I do not think that is right, not just because tenants in HMOs are more likely than most to be in fuel poverty yet will be paying more in bills than anyone else on this basis after 2018 or because much needed improvements in our housing stock will completely miss an important and known energy-inefficient housing sector, but because the new rights should be in place for all tenants, regardless of the exact nature of their tenancies. My Bill simply seeks to put those rights in place.

My Bill seeks to amend the 2011 Act in a straightforward way so that its detailed and welcome provisions extend to all tenancies and to all properties that are tenanted. It will mean that a tenant occupying part of a house with have the same right as one occupying a whole house to request those energy improvements.

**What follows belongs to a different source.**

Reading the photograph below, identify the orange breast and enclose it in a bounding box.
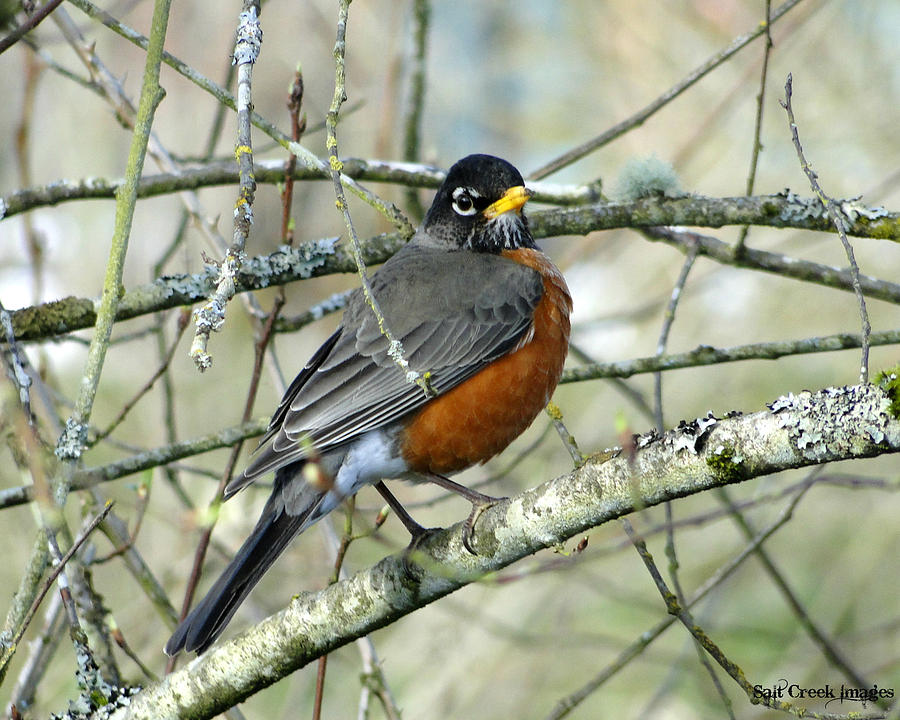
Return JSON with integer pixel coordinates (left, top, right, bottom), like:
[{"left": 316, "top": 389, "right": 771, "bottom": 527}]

After 2018, the prospective tenant will have the same expectation of a reasonably warm and liveable property when they sign up to rent a floor of a house as when they sign up to rent the whole of a house. The Bill does not put a particular onus on landlords, who should be improving their homes in any case. They will still have available to them the landlord’s energy saving allowance, which is generally unrecognised—I hope it will be taken up more in the future—and which allows them to improve their properties.

I also do not think the Government should resist the Bill, because it is clear from the record of the proceedings of the Bill that became the 2011 Act that the Minister dealing with it—I see that the right hon. Member for Bexhill and Battle (Gregory Barker) is in his place again today—clearly believed that the legislation would cover all landlords and all rented properties. It would therefore be relatively easy to put my Bill on the statute books simply by not objecting to it as it proceeds and putting right a serious omission from the 2011 Act. I would have cause to thank the Government were that to happen, but, most important, so would the hundreds of thousands of tenants who would come in from the cold in their properties of the future.

Question put and agreed to.

Ordered,

That Dr Alan Whitehead, Joan Walley, Mr John Denham, Martin Horwood, Peter Aldous, Albert Owen, Ian Lavery and Yasmin Qureshi present the Bill.

Dr Alan Whitehead accordingly presented the Bill.

Bill read the First time; to be read a Second time on Friday 1 March, and to be printed (Bill 124).